Chris also outlined operational steps: buildings must identify core CERT members with CPR/AED training, assign roles (CPR provider, AED retriever, information liaison to nurses/HR/EMS), post AED locations with clear signage, annually certify devices and staff, and run drills with post‑event debriefs to refine protocols. He emphasized that the staff response will hand control to arriving EMS and that the new protocols apply specifically to sudden cardiac arrest, not other medical events.

Board members pressed for implementation details. Ginger asked how CERTs would operate in small sites such as Jamaica Avenue and whether every house within larger secondary schools would have a team; Chris acknowledged smaller sites will rely on available staff and event hosts, and said facility use forms will require outside groups to provide AED resources when they run events. He said redundancy and substitute coverage will be built into training and drills.

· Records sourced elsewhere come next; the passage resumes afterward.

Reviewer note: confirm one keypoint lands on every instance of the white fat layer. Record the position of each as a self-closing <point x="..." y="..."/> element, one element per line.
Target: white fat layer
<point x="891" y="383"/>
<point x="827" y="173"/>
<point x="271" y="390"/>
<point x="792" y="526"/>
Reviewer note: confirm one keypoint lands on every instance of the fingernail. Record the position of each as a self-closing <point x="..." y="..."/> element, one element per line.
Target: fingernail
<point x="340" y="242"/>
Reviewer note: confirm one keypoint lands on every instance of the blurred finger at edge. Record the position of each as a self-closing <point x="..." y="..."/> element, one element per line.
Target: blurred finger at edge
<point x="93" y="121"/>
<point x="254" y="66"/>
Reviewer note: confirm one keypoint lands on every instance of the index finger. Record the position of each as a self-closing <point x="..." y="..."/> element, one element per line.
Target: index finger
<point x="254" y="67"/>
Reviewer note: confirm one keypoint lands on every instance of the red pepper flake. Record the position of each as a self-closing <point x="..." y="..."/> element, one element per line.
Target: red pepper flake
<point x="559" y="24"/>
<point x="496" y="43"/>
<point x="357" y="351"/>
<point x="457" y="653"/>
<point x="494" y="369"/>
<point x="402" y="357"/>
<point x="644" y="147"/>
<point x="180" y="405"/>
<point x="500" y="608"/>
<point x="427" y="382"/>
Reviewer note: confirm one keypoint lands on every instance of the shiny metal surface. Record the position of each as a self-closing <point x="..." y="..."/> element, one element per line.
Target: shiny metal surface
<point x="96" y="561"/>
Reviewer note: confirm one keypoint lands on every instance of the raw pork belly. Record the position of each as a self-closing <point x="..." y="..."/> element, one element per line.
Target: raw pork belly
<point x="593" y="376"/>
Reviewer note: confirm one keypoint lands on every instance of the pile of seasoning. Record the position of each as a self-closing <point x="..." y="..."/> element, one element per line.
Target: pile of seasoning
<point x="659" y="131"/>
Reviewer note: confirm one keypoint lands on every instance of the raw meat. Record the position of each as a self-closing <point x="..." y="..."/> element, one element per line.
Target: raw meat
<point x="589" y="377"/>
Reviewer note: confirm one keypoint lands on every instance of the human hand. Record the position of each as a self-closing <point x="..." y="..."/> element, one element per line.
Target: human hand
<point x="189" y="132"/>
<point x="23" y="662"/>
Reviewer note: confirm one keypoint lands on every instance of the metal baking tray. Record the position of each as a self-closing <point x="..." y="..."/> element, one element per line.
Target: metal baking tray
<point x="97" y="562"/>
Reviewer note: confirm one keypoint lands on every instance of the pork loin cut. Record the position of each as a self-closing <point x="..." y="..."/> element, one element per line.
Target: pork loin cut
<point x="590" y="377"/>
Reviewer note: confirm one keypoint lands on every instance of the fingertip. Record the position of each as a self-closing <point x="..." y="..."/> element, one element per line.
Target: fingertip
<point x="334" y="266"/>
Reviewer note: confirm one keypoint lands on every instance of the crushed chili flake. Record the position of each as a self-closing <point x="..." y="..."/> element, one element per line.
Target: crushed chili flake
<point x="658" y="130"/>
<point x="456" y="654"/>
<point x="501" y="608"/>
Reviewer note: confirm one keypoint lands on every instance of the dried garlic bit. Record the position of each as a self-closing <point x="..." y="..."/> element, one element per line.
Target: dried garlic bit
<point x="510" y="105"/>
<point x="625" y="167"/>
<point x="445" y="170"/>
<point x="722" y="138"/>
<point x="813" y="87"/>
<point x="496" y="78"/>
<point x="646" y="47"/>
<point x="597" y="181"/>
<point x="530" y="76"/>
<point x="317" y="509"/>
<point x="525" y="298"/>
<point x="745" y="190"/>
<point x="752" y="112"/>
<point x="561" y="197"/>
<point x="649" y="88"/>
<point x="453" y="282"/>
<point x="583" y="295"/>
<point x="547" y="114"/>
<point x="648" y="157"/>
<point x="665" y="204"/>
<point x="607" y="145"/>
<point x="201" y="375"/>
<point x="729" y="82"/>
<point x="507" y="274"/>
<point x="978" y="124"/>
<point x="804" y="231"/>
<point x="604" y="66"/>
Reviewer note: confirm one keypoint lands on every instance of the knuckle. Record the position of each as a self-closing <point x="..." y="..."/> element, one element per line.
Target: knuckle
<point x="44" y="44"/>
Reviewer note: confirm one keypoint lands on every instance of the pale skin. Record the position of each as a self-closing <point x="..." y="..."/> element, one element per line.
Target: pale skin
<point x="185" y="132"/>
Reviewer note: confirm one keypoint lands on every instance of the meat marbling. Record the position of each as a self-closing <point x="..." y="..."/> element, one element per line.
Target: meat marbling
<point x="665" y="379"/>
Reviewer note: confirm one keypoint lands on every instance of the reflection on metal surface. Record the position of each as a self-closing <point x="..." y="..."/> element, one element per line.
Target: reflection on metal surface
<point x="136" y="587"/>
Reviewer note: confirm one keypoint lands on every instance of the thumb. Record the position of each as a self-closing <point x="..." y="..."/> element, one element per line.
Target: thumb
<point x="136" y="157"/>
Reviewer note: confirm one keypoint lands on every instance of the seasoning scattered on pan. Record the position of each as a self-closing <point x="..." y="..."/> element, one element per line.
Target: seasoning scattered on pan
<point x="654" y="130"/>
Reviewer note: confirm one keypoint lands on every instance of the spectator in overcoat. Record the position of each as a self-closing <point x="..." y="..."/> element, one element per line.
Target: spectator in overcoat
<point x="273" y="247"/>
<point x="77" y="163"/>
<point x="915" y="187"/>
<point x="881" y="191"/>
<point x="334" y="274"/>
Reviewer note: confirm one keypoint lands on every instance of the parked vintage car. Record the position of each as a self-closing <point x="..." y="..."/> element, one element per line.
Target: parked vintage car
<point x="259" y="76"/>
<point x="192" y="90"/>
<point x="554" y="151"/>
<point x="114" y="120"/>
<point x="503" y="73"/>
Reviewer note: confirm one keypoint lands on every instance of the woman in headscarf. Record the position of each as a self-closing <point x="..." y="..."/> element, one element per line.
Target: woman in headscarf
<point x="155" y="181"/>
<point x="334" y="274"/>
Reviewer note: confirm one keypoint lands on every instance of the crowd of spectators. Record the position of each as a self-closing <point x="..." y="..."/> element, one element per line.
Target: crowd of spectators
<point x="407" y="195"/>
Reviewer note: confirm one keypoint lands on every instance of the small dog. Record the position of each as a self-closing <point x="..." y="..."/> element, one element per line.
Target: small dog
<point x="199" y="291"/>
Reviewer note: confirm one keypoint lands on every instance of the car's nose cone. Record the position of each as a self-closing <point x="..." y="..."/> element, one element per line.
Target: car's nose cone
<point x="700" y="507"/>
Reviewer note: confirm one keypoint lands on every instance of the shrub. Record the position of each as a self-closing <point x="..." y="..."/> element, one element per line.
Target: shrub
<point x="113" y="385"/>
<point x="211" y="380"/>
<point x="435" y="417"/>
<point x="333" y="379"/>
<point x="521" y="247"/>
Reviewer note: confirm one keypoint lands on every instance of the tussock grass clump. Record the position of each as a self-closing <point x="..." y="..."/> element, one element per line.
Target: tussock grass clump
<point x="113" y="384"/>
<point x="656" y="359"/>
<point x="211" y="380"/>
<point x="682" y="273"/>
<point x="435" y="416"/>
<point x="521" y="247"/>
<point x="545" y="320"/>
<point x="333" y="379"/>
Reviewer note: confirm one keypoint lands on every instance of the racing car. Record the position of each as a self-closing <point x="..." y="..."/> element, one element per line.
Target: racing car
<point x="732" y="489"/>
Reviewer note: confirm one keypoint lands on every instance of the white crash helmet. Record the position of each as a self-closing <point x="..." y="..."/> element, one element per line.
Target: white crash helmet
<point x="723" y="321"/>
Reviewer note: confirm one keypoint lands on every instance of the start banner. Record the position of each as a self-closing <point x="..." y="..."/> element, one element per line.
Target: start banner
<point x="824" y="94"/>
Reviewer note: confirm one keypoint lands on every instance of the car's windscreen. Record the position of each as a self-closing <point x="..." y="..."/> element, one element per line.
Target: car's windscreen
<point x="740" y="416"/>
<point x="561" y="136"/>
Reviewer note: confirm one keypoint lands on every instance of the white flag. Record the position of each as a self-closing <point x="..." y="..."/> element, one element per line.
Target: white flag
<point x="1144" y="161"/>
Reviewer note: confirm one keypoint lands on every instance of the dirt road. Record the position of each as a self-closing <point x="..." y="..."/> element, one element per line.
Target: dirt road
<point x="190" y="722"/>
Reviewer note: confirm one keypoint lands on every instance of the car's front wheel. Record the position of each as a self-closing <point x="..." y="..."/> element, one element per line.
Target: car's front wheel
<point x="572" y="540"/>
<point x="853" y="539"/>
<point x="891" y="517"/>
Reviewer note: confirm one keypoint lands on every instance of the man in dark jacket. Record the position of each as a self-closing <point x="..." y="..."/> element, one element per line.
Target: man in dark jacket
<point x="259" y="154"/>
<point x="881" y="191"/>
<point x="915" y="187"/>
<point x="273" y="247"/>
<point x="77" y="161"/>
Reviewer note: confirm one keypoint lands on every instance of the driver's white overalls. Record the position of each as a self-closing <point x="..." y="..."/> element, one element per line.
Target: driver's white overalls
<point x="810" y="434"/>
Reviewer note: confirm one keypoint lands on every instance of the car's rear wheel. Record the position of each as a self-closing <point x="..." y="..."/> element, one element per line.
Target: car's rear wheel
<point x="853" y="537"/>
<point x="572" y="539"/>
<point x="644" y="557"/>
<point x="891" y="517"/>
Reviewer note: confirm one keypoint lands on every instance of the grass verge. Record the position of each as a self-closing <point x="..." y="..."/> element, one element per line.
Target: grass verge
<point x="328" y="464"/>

Chair remarks highlighted district burden: the chair noted the law was signed in July with guidance arriving in mid‑August and said, “It’s going to cost us money that we didn't budget for,” pointing to unfunded implementation requirements and the challenge of meeting them on short notice.

The board was asked to approve circulation of the revised plan; staff said a 30‑day public comment period would begin the next day and run through January 7, with a committee meeting scheduled for Dec. 4 and final board approval expected in January following that review. The district identified the new devices as already procured or budgeted for earlier purchases, and staff said more detailed implementation timelines and training schedules will be provided as the plan is circulated for comment.

Next steps: the board moved to circulate the revised plan for a 30‑day comment period; staff will return with any revisions after the Dec. 4 committee review and the board will consider final approval in January.